ROTC / JROTC Award History
Several years ago, in 1987, the Department of Florida adopted a resolution proposed by Indian River Chapter 494 for the creation of a national Military Order of the Purple Heart ROTC award to be available for presentation by chapters and departments to local ROTC cadets throughout the country. This resolution, in turn, was adopted by the 55th National Convention held in Orlando, Florida in August 1987. In 1991, after all design and presentation details were worked out, the MOPH Leadership Medal for ROTC and Junior ROTC units became a reality. The impetus for the medal originated with George Rairden, Americanism Officer for Indian River Chapter 494.
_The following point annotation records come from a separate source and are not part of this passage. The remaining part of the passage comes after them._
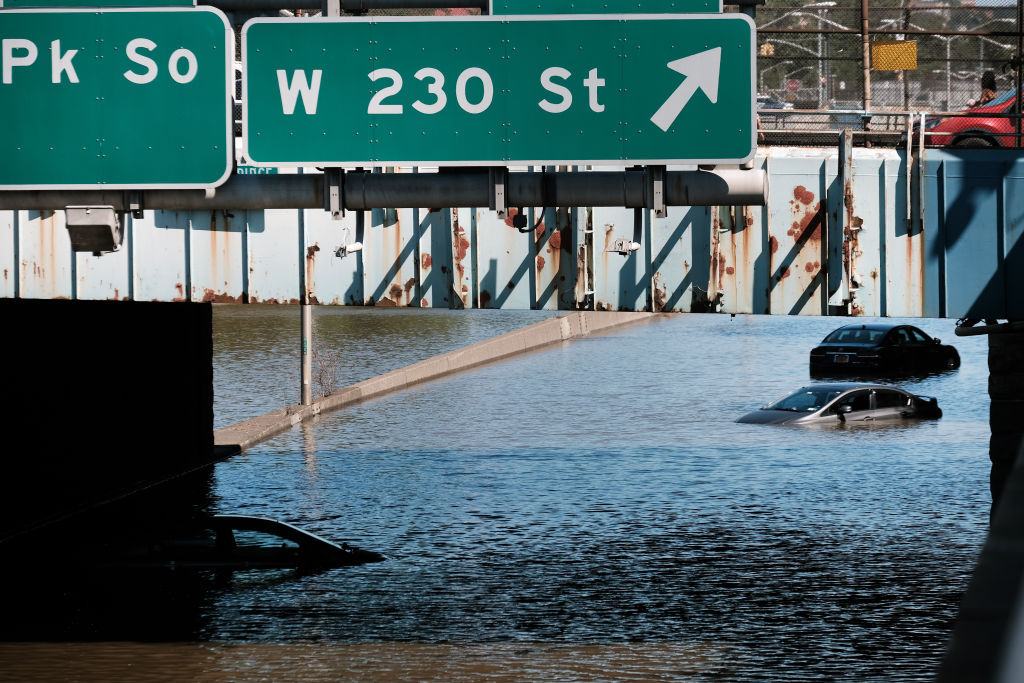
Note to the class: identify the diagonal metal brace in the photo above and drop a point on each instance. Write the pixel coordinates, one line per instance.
(657, 190)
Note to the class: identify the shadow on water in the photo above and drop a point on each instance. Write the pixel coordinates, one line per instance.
(71, 582)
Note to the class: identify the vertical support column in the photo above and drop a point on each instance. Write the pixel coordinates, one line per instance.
(307, 361)
(1006, 389)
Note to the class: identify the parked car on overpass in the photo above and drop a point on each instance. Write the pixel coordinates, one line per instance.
(991, 125)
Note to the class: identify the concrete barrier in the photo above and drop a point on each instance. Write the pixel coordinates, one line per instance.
(556, 330)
Patriot Rairden’s idea was that the National Headquarters issue medals for academic and military excellence to deserving ROTC students throughout the country. This proposal was supported by the unanimous acclamation of the Floridian Purple Hearters. Key points of Resolution #10, passed unanimously by the 1987 National Convention in Orlando were as follows
- -The purpose was to be to “honor outstanding members in the Junior and Senior ROTC programs for military and scholastic excellence,”
- -Two medals were to be designed, one for ROTC use and one for Junior ROTC presentation,
- -Medals were to be made available to chapters and departments at cost “for awarding in their respective communities.”
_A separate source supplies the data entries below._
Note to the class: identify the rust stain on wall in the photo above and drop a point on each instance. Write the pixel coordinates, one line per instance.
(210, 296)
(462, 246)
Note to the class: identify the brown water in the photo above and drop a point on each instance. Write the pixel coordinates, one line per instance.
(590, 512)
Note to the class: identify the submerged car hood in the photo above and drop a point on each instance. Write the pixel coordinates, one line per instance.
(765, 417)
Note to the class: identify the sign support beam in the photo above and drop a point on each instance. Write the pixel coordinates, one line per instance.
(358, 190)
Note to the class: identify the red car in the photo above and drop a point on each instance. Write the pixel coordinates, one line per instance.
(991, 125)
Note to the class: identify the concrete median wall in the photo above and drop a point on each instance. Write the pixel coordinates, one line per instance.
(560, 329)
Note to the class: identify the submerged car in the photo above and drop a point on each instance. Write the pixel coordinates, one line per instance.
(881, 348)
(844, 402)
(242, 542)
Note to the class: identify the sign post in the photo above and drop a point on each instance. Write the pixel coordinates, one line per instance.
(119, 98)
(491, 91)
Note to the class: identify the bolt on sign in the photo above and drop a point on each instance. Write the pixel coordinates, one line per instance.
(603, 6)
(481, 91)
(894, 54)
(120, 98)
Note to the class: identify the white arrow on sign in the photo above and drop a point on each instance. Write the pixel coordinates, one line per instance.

The bad news is that of these three guidelines, not one was adhered to in the final creation of the Order’s award. The good news is that the medal we now have is enormously popular everywhere it has been utilized. What happened to change the design envisioned at the 1987 Convention to the final product follows.
Adhering to the decision to develop a Purple Heart ROTC Award, then Adjutant General Frank Athanason worked with one of our national suppliers to strike the medal. Initially, the medal was designed with five different bars across the top – leadership, merit, scholarship, recruiting and excellence. As work on the medal proceeded, it became apparent that what the cadets would value most was not the medal itself, which could seldom actually be worn, but a ribbon, which could be worn above the uniform pocket with other ribbons on a regular basis. Additional work produced the plain purple ribbon.
By 1990, medals and ribbons were in hand but much remained to be done before the actual issuance of the awards could commence. The Training Command of each service had to be contacted to obtain permission for the awarding of the medals, and for the wearing of the ribbon as an official part of the cadet uniform. Initial discussion with the Department of the Army indicated that the multiple formats were not viable. A large array of awards were already in existence (for example, the American Legion officer’s awards specifically for military excellence and scholastic excellence,) and the Purple Heart needed to find its own niche to occupy. After careful consideration, it was determined that a LEADERSHIP award would be most readily accepted by the services. The other awards (merit, etc.) were therefore dropped and official approval of all services for the newest ROTC award – the Military Order of the Purple Heart Leadership Award – was obtained. A certificate to accompany the medal and ribbon was developed by 1992. Thus neither the initial proposal for the criteria of the award nor the separate “ROTC and Junior ROTC medal concept survived from drawing board to reality. Also not surviving the planning process, however, was the “available at cost” idea.